Early in his life, long before he met Alice and plunged down that rabbit hole into Wonderland, Lewis Carroll was given a very curious math problem. It was a simple equation, but it had no solutions in the world of real numbers (the counting numbers, with all their fractions and multiples). All its solutions, but zero, were imaginary! He looked in vain for a way to see them – an imaginary plane perhaps, on which they might be graphed. He couldn’t find one, but we can!
To capture imaginary numbers, we need four dimensions.
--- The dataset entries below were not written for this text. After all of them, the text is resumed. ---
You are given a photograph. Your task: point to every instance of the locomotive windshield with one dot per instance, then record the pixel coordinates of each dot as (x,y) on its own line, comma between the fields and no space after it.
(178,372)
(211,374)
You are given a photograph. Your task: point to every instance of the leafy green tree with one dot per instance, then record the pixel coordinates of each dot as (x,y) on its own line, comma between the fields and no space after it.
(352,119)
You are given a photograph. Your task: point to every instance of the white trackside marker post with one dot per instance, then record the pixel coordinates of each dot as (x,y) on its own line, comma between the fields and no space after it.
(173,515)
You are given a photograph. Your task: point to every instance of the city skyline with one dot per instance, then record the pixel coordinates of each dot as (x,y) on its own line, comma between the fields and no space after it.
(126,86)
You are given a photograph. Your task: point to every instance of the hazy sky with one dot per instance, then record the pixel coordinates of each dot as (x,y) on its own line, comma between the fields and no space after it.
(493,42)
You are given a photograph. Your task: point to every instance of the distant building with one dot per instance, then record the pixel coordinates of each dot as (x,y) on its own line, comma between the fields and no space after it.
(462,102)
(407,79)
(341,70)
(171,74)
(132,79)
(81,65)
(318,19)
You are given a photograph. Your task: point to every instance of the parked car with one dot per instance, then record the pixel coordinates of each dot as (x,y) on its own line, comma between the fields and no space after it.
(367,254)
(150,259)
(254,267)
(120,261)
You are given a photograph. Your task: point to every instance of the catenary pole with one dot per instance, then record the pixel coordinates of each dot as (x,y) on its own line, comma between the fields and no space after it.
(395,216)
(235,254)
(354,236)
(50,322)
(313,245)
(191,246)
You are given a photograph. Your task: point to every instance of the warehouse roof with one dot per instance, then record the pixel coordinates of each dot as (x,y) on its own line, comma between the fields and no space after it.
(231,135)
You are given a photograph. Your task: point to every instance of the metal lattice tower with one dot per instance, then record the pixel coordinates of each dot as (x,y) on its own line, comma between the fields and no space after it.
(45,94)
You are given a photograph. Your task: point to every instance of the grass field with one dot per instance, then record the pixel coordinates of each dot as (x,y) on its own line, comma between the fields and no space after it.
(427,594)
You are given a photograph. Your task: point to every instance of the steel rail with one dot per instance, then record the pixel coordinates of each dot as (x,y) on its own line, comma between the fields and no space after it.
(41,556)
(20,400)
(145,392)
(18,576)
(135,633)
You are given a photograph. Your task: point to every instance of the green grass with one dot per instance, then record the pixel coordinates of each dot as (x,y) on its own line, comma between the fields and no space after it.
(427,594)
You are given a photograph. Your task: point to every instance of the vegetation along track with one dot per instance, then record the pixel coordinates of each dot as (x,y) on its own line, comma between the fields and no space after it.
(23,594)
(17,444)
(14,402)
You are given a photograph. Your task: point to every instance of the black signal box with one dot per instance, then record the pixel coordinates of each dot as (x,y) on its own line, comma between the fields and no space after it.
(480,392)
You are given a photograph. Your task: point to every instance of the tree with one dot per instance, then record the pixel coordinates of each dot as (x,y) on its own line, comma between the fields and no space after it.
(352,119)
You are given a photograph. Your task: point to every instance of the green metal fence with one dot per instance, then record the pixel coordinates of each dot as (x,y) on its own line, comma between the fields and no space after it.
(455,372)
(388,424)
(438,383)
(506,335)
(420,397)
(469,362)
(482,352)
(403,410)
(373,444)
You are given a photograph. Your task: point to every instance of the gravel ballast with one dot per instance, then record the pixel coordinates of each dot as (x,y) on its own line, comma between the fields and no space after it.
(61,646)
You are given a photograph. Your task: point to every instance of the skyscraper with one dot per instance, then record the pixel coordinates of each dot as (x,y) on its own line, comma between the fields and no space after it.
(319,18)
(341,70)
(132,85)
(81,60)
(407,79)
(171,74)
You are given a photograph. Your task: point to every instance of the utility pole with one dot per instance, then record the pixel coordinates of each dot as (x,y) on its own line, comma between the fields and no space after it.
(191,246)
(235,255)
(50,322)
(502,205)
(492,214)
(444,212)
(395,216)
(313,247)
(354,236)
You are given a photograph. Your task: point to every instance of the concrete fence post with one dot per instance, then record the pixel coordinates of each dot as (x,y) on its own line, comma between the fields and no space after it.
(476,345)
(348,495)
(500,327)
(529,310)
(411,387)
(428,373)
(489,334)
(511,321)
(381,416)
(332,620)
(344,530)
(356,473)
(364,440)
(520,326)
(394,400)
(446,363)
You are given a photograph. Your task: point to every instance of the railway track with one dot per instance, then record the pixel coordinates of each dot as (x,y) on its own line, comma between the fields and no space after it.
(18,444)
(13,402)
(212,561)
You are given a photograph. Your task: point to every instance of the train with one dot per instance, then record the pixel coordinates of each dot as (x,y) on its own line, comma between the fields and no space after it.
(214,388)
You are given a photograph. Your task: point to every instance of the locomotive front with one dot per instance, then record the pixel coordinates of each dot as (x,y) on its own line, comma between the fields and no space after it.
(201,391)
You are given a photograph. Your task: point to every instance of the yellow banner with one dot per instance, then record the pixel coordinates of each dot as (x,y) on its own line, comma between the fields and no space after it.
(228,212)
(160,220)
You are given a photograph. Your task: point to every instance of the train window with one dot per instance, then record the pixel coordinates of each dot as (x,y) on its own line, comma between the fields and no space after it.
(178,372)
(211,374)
In this book, we enter the world of four dimensions, find the elusive imaginary plane, and with its help, produce the very graph Lewis Carroll was looking for.
It’s our front cover!
New ways we can learn to think
What a remarkably pleasant exercise in expanding our ability to mentally visualize, if not simply conceive, imaginary numbers and concepts related to 'the 4th dimension'.
Complete with a video introduction by the author, this concise and entertaining visitation to the world of imaginary numbers is less about mathematical esoterica and more about graspable concepts that would allow us to visualize on beyond our comfortable 3-dimensional world so as to be able to accommodate ideas and explanations that cannot be otherwise demonstrated.
The graphics included within the text reinforce the basic premises being presented. It's comforting to have the imagery to reinforce the textual concepts where the author and artist succeed in delivering two different vectors of the same idea; thus allowing the reader the chance to confirm whether they have grasped the concept.
The ideas are profound and potentially perplexing. Keeping the length of the discourse succinct was a wise choice and let's one enjoy the feeling of having not been overwhelmed.
Here's hoping we, as the author proposes, do start to be able to think about things in a 4-D framework.
Though no higher-math-whiz, I was personally pleased with the careful explanations and reasons behind why we would want to be more familiar with these concepts.
Additionally, I did not know that 'Lewis Carroll' was a math professor, nor was, I aware of his inspirations based in math and embedded in 'Alice In Wonderland'.